After Trevethick learned Demachi was a victim of human trafficking, he could only think how the tragic event could make it difficult for him to seduce her.

“Even after all she’s told me I couldn’t keep my thoughts above my waist. I’m like a fucking schoolboy. But the truth is, I still want her don’t my blue balls know it,” the pages read of his inner dialogue.

“The Mister” is not just awful, it is roughly 300 pages of both protagonists’ flat inner monologue. This story inherits some minor but repetitive details from 50 Shades of Gray such as, the wealthy male lead, the constant mention of the female lead biting her lower lip, the reference of a mystery room and the last name Trevelyan.

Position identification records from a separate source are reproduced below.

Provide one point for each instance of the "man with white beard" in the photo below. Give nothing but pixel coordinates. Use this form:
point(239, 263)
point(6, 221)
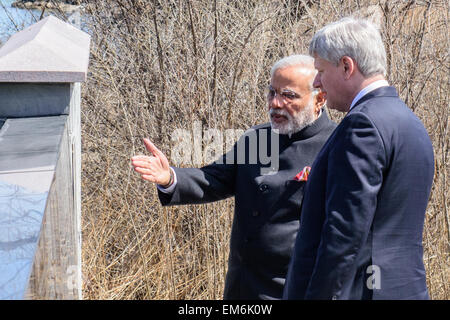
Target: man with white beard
point(267, 202)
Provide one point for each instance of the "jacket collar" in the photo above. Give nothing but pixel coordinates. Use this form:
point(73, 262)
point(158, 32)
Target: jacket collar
point(311, 130)
point(388, 91)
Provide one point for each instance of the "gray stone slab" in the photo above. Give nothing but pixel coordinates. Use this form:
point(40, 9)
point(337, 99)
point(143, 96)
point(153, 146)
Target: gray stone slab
point(48, 51)
point(33, 100)
point(30, 143)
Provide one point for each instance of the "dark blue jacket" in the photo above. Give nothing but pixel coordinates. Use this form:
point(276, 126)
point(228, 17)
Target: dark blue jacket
point(363, 210)
point(267, 207)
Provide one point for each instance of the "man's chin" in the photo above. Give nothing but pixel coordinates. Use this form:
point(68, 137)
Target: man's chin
point(283, 128)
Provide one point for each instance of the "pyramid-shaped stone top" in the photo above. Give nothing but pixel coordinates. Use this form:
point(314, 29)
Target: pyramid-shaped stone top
point(50, 50)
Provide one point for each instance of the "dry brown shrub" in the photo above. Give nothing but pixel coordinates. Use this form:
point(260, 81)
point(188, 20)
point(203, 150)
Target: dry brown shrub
point(158, 66)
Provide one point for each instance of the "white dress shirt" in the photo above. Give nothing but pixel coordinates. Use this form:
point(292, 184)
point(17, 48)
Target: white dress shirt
point(374, 85)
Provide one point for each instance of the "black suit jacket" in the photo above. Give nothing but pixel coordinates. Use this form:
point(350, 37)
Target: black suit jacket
point(267, 206)
point(364, 206)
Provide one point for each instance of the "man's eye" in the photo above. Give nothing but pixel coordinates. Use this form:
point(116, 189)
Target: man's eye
point(289, 95)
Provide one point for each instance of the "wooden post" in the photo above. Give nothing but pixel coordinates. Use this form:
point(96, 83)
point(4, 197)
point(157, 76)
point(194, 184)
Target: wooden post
point(41, 69)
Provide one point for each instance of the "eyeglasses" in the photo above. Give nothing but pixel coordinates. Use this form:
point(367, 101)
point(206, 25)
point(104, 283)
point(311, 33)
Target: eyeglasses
point(286, 94)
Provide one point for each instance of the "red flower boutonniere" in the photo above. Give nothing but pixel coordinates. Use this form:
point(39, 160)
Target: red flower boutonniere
point(303, 175)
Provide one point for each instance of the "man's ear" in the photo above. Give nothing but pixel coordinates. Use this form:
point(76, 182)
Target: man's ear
point(348, 66)
point(319, 101)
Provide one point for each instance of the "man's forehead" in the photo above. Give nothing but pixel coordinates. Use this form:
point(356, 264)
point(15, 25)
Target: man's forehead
point(295, 75)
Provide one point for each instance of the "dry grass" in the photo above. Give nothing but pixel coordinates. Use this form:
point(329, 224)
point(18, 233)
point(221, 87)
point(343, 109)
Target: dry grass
point(161, 65)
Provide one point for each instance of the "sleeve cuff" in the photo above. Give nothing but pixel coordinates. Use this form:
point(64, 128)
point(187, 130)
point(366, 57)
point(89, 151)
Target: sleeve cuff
point(172, 186)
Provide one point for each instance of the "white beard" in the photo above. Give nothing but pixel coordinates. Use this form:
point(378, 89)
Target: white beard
point(294, 123)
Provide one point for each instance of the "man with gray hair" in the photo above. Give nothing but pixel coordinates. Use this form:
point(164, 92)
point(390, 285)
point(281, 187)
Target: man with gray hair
point(267, 198)
point(363, 209)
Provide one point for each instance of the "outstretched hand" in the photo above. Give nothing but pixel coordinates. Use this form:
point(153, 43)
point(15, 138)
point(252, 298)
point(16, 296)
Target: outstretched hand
point(154, 168)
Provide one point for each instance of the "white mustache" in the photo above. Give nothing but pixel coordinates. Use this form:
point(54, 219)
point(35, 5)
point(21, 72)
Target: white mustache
point(279, 112)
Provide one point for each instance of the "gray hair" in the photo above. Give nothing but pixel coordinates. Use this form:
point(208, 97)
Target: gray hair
point(299, 60)
point(358, 39)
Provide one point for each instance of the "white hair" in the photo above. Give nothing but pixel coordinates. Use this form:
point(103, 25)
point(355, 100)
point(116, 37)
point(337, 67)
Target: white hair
point(358, 39)
point(306, 63)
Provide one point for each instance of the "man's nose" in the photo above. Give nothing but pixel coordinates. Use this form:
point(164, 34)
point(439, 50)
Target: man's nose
point(277, 101)
point(316, 82)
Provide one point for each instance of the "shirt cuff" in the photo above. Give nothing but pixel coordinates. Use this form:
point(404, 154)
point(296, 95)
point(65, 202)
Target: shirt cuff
point(172, 186)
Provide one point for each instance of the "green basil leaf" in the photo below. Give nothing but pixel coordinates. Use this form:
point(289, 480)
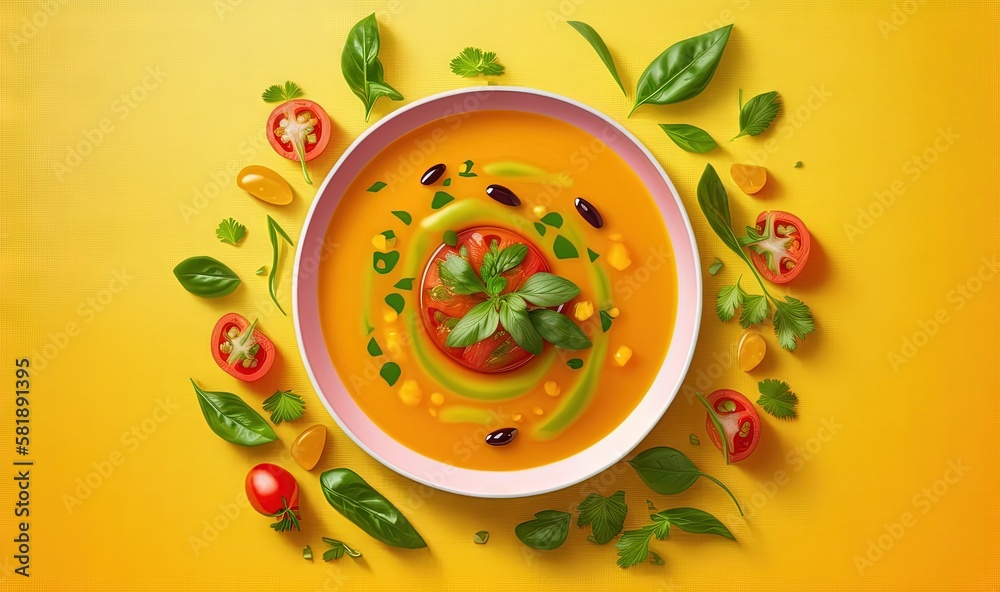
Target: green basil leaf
point(233, 420)
point(206, 277)
point(361, 67)
point(510, 257)
point(758, 113)
point(599, 46)
point(605, 515)
point(273, 230)
point(558, 329)
point(514, 318)
point(689, 137)
point(459, 277)
point(668, 471)
point(696, 521)
point(477, 324)
point(351, 495)
point(546, 532)
point(546, 289)
point(683, 70)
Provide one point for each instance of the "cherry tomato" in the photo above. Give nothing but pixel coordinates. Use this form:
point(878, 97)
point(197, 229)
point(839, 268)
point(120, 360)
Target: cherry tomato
point(440, 309)
point(241, 349)
point(299, 130)
point(739, 420)
point(780, 248)
point(273, 492)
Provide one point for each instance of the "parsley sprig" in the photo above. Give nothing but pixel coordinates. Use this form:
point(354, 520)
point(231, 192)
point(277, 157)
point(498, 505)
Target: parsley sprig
point(792, 318)
point(529, 326)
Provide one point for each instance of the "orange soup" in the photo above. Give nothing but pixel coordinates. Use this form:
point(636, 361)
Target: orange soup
point(485, 316)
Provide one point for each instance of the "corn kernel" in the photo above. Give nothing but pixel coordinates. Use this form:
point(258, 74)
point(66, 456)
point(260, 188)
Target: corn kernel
point(410, 393)
point(618, 257)
point(622, 355)
point(583, 310)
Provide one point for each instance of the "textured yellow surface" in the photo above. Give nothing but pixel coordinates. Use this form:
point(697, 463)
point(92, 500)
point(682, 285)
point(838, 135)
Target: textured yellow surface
point(152, 107)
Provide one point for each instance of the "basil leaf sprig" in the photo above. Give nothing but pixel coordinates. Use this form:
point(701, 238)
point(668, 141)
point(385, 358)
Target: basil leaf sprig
point(792, 318)
point(683, 70)
point(361, 67)
point(529, 327)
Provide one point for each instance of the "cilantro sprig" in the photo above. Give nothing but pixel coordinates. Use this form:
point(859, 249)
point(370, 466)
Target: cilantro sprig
point(473, 62)
point(792, 319)
point(529, 326)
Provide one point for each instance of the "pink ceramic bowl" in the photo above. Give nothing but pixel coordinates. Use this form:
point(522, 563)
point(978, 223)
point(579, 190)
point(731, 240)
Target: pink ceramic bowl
point(433, 473)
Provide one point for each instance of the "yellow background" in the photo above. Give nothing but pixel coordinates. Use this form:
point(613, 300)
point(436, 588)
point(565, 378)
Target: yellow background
point(867, 88)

The plot has a couple of action scenes but mostly covers Trevethick’s battles with the idea of being too attached to the “help”.

Even though Trevethick had a few sexual encounters in the first two chapters, the story line slows down a bit after the duo met.

Readers must slog through four full chapters until Alessa and Trevethick become romantically involved.

Despite the fact “The Mister” is advertised as a steamy love story, most of the sexual scenes are a repetition from the sexual encounters between Christian Grey and Anastasia Steele, minus the spontaneity.

It shouldn’t be surprising that L. E. James sold us a mediocre story disguised as best-seller.

We accepted the first dreadful book, “50 Shades of Gray”, we wrote a few encouraging reviews and made it a franchise.

We bought tickets to the franchise films, finished the complete series of books and never demanded a better quality reading material.

Are James fans really going to settle for a poor excuse of mommy porn?